Bazı insanlarda, inandığı halde inanmamış gibi yaşama arzusu vardır. İnkâr söz konusu olmadığı sürece bu kişiler Müslümandır. Ancak bu tavrı, inanca karşı tembellik ve kayıtsızlık olarak değerlendirilir. Öte yandan bazı Bâtıni gruplar kendi rahatları ve çıkarları doğrultusunda dinin namaz, oruç, zekât ve hac gibi esaslarını ölçüsüzce yorumlayarak âdeta ibadetlerin içini boşaltmaktadırlar. Namazı dua, orucu kötülükten kaçınma, zekâtı önderlerine vergi verme, haccı önderlerini ziyaret etme gibi dinde olmayan bir takım yorumlarla ibadeti asıl anlamından uzaklaştırmışlardır. Bunun benzeri bir tavır, günümüzde bazı insanlarda da görülmektedir. Onlara göre ibadetler hayatı kısıtlamakta, gündüz çalışmayı, gece eğlenceyi bölmektedir. Dolayısıyla ibadet güya özgürlükler için bir tehlike ve tehdit unsuru olmaktadır. Öyleyse dinin pratikleri olan ibadetler insanın hayatını minimum düzeyde işgal etmeli, hatta mümkünse bütünüyle hayattan çekilmelidir. Bu yüzden reform hareketleri ile Hıristiyanlık modern hayatın gereklerine göre yeniden dizayn edilmiş ve âdeta içi boşaltılmıştır. Bununla da yetinmeyen bazı insanlar, deizm adı altında Tanrı’nın müdahâle etmediği bir dünya düşünmüşlerdir. Kendilerince Tanrı’yı emekliye sevk etmişlerdir.
Sanki son zamanlarda böyle bir arzu var?
Evet, maalesef son yıllarda ülkemizde de böylesi arzular bazı çevrelerce sıkça dile getirilmektedir. Önce İslam’da reform denemeleri olmuş ama tutmamış. Şimdilerde ise bir deizm modası başlatmak istiyor bazıları. Bu, aslında ibadetsiz din arzusu. Kendilerince Tanrı’nın karışmadığı ve insanın mutlak özgür olduğu bir garip inanç…

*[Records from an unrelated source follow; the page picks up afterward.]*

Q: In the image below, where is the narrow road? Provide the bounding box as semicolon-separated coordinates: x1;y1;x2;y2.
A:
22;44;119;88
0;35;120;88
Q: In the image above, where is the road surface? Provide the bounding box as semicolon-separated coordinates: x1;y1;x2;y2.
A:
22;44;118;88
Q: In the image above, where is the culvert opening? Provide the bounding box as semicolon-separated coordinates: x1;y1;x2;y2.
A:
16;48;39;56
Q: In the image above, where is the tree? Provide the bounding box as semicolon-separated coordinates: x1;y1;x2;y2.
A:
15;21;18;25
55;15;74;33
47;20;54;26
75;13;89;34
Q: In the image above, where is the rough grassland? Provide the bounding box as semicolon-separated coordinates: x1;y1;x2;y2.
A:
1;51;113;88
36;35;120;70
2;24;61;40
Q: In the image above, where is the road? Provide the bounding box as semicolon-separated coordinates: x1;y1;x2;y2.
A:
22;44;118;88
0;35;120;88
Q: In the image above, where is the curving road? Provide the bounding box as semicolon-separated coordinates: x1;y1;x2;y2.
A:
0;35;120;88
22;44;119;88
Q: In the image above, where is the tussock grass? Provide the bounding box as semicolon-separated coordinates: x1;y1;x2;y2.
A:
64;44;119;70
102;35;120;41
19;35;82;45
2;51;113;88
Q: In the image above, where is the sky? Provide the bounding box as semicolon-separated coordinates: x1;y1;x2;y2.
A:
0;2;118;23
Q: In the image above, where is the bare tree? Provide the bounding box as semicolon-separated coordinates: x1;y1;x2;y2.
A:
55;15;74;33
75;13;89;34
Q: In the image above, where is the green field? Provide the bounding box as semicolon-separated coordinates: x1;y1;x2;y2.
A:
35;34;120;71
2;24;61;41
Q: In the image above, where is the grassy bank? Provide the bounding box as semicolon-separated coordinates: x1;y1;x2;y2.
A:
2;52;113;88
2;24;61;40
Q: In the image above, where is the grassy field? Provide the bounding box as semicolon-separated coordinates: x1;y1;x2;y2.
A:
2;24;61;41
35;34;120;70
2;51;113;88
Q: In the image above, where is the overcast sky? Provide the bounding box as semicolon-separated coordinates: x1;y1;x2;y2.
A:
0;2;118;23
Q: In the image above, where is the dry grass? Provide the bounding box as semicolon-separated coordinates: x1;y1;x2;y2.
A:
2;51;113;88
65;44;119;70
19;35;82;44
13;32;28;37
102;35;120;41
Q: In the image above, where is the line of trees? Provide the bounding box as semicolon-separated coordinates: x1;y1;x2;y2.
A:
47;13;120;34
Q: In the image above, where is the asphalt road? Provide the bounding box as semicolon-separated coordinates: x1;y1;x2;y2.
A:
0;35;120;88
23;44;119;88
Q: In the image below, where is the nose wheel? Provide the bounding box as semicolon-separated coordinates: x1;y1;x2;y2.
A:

Bir kısım insanlar, namaz kılmayı, iş akışını aksatan; oruç tutmayı, verimliği düşüren; zekâtı ise haksız ve emeksiz kazanç sağlama olarak görüyorlar. Özellikle ibadetleri işlerine geldiği şekilde yorumlayıp kendilerine göre bir takım öneriler sunuyorlar. Onlara göre namaz kılmak, boş vakitleri değerlendirmekmiş. Çünkü eskiden insanların çok boş vakti varmış, bu yüzden namaz kılmaya, oruç tutmaya zaman ayırabiliyorlarmış. Yoğun bir çalışma içerisinde bulunan bugünün insanının ibadete ayıracak vakti yokmuş. Modern hayat yenilik demekmiş. Eskiler ve eski alışkanlıklar geride bırakılmalı ve terk edilmeliymiş, miş miş miş… Bu nasıl bir akıldır? Sen aklıma mukayyet ol Allah’ım!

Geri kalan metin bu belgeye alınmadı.